Manejo da cigarra Quesada gigas no café

Nutriente essencial no desenvolvimento das plantas, enxofre pode auxiliar também no controle de pragas no cafeeiro

29.07.2020 | 20:59 (UTC -3)

Nutriente essencial no desenvolvimento das plantas o enxofre pode auxiliar também no controle de pragas como a cigarra Quesada gigas em cafeeiro, preferencialmente na modalidade de aplicação em linha contínua sob a projeção da copa e incorporado ao solo.
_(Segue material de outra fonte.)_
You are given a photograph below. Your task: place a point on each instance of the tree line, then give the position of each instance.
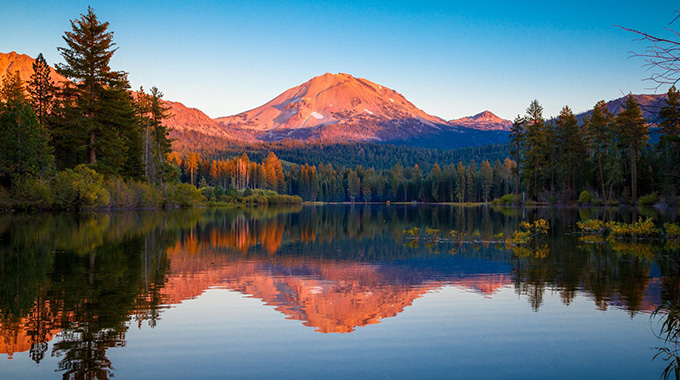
(607, 156)
(92, 118)
(469, 182)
As cigarras são insetos (Hemiptera; Auchenorryncha: Cicadidae) cuja fase imatura de ninfa móvel é vivida no solo, atuando de forma discreta e imperceptível nas raízes das plantas até que, no período geralmente compreendido entre o final de agosto e outubro de cada ano, é notada a presença da forma adulta na parte aérea.

A espécie de cigarra Quesada gigas (Olivier, 1790) é a mais comumente encontrada em cafeeiros (Coffea spp.) no Brasil. Suas ninfas móveis medem 20mm a 30mm de comprimento e atacam a raiz principal e as mais grossas do restante do sistema radicular do cafeeiro. Na fase de ninfa móvel é que a cigarra adquire o estado de praga, o adulto é apenas para reprodução da espécie.

Os machos adultos são alados e produzem um ruído estridulante (canto), por meio de um par de órgãos estridulatórios, localizado no lado ventral do primeiro segmento abdominal, para atrair as fêmeas para a cópula. Cada espécie emite sons característicos, específicos.

As fêmeas adultas das cigarras, também aladas colocam os ovos, de coloração branco-leitosa e alongados, agrupados sob a casca dos ramos dos cafeeiros. Em poucos dias eclodem as ninfas móveis, que pendendo pelo filamento que excretam, descem e penetram no solo, indo localizar-se nas raízes.

Nas raízes, as ninfas móveis, que possuem aparelho bucal sugador, começam a sugar a seiva, cujo excesso é expelido e que também serve para amolecer a terra facilitando, assim, ao inseto, a abertura, com as pernas anteriores (pernas fossoriais ou escavadoras), de uma cavidade (câmara, célula ou galeria) onde permanece.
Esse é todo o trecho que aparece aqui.